Peter Chiarelli has stated he wants to be proactive in addressing the pending cap crunch. For the purposes of this article trades have to make sense to all parties concerned. This means that if a player has a no trade clause, the place they might be shipped to has to be a strong playoff team, the cap numbers have to make sense and worse from the armchair GM’s position, the bodies have to line up right.
First trade, and probably the least likely situation.*
To Boston:
Conditional 3rd Round pick, 2011.
To Los Angeles:
Marco Sturm
If Marco Sturm scores more than 20 goals, or is resigned by the Kings or they win the Stanley Cup with him having played 3 or more playoff games the pick would become a 2nd round pick.
Why:
Boston, moves a loyal soldier who will probably not be resigned to a good situation.
Los Angeles, depth at left wing, secondary leadership, and someone who can step in to the penalty kill as needed.

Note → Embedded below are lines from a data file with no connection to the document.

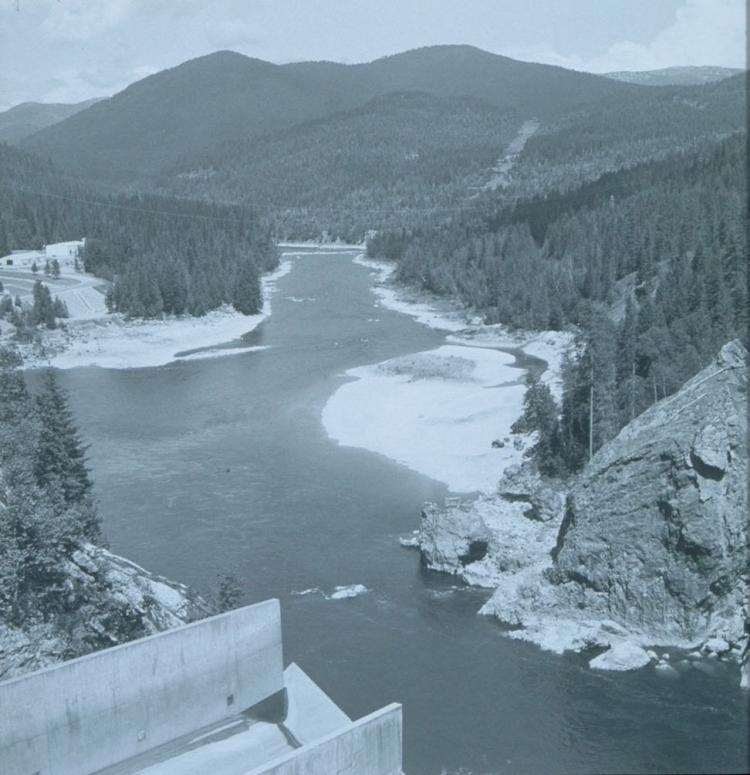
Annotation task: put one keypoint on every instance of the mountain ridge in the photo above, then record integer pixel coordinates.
(225, 95)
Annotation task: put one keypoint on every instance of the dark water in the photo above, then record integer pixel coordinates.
(222, 465)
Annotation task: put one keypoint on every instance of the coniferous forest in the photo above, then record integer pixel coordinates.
(163, 255)
(648, 264)
(47, 502)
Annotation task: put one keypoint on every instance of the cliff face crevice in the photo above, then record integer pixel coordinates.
(649, 543)
(671, 525)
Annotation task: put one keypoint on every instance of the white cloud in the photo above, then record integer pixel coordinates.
(704, 32)
(78, 20)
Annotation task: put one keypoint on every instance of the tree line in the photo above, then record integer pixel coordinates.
(647, 264)
(162, 255)
(46, 502)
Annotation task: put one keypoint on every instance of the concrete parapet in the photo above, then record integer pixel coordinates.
(370, 746)
(98, 710)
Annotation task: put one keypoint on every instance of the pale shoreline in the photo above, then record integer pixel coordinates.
(112, 342)
(438, 412)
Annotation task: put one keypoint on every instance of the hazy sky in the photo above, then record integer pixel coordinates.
(69, 50)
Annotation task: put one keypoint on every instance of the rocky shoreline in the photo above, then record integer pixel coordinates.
(645, 551)
(108, 601)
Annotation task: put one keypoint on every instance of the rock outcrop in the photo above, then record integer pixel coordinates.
(106, 600)
(653, 544)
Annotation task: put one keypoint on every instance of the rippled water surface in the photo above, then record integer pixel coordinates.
(222, 465)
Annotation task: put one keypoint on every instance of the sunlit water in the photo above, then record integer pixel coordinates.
(204, 467)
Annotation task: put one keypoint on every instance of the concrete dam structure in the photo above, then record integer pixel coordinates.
(212, 696)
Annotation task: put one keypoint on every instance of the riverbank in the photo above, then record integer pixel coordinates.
(447, 412)
(113, 342)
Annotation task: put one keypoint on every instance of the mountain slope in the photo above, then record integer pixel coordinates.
(387, 162)
(29, 117)
(675, 76)
(226, 96)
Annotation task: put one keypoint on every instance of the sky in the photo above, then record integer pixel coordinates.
(71, 50)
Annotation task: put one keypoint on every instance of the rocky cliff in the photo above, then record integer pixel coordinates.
(647, 546)
(106, 600)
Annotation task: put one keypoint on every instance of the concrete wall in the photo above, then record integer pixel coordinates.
(370, 746)
(95, 711)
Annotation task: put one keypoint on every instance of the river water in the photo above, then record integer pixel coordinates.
(209, 466)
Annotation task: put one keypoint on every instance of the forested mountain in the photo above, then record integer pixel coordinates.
(648, 263)
(398, 160)
(46, 504)
(675, 76)
(29, 117)
(164, 255)
(189, 109)
(411, 158)
(621, 132)
(340, 149)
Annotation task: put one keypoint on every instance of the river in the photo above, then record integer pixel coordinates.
(216, 465)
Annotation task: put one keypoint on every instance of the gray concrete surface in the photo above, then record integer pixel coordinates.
(370, 746)
(95, 711)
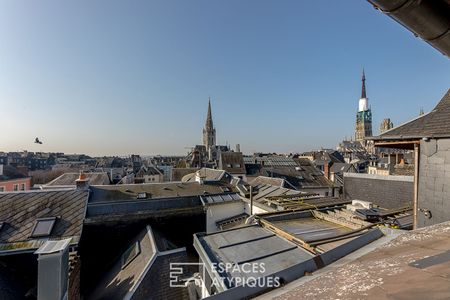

Sturm, gets his feet wet with another organization and moves to a very good young team with stars on the rise.
To Boston:
Jeff Petry, 2nd round pick in 2012, 3rd round pick in 2011
To Edmonton:
Blake Wheeler, Daniel Paille, Matt Dalton
Why:
Boston: $3.2 Million in salary moved, and allows more grooming of late cuts like Arniel, Sauve (when he is healthy again), Colborne and others. Moves Paille before he becomes a distraction sitting on the bench as he has thus far. Two easiest guys to move on the roster that you have a shot at getting back something of similar value.
Edmonton: Size, speed, playoff experience and above all two high end penalty killers that might drag their pretty pathetic penalty kill into the realm of respectable. Both guys work hard, Wheeler has 30 goals written all over him, and might be the center that Hall needs. Dalton is also as strong or stronger a prospect as any goaltender the Oilers have currently.
To Boston:
Ryan Suter, 1st round pick, 2nd round pick
To Nashville:
Matt Hunwick, Andrew Ference, Joe Colborne, Blake Wheeler
Why:
Boston gets an elite defenseman coming back and drops a net $2.4million
Nashville gets two first round pick forwards who are versatile enough to play all forward positions, and gives them the potential to move into the top half of the NHL’s goal for column for the first time in years.
To Boston:
Chris Stewart, 2 2nd round picks, 1 3rd
To Colorado:
Blake Wheeler, Daniel Paille, Michael Ryder, Matt Dalton
Why:
Boston: About six million dollars off the books, and a solid young winger.
Colorado: They’re depth at goaltending almost doesn’t exist, their penalty kill could hardly be made worse by losing an extra man each penalty.
To Boston:
Keith Yandle, Brandon Gormley, 2nd round pick
To Pheonix
David Krejci, Blake Wheeler, Adam Courchaine, Andrew Ference, Jamie Arniel
Why:
Boston get’s two top four quality defensemen, loses some salary, clears up some of the log jam at center.
Phoenix gets a player who would easily be their number one center, a forward the organization was keen on enough to use a first round pick on, and gets to shore up their goaltending.
Capgeek, Hockey’s Future, and NHLNumbers used for basic background info.
*Ok so nearly all trades are unlikely in the current NHL. At least there is something in it for each team.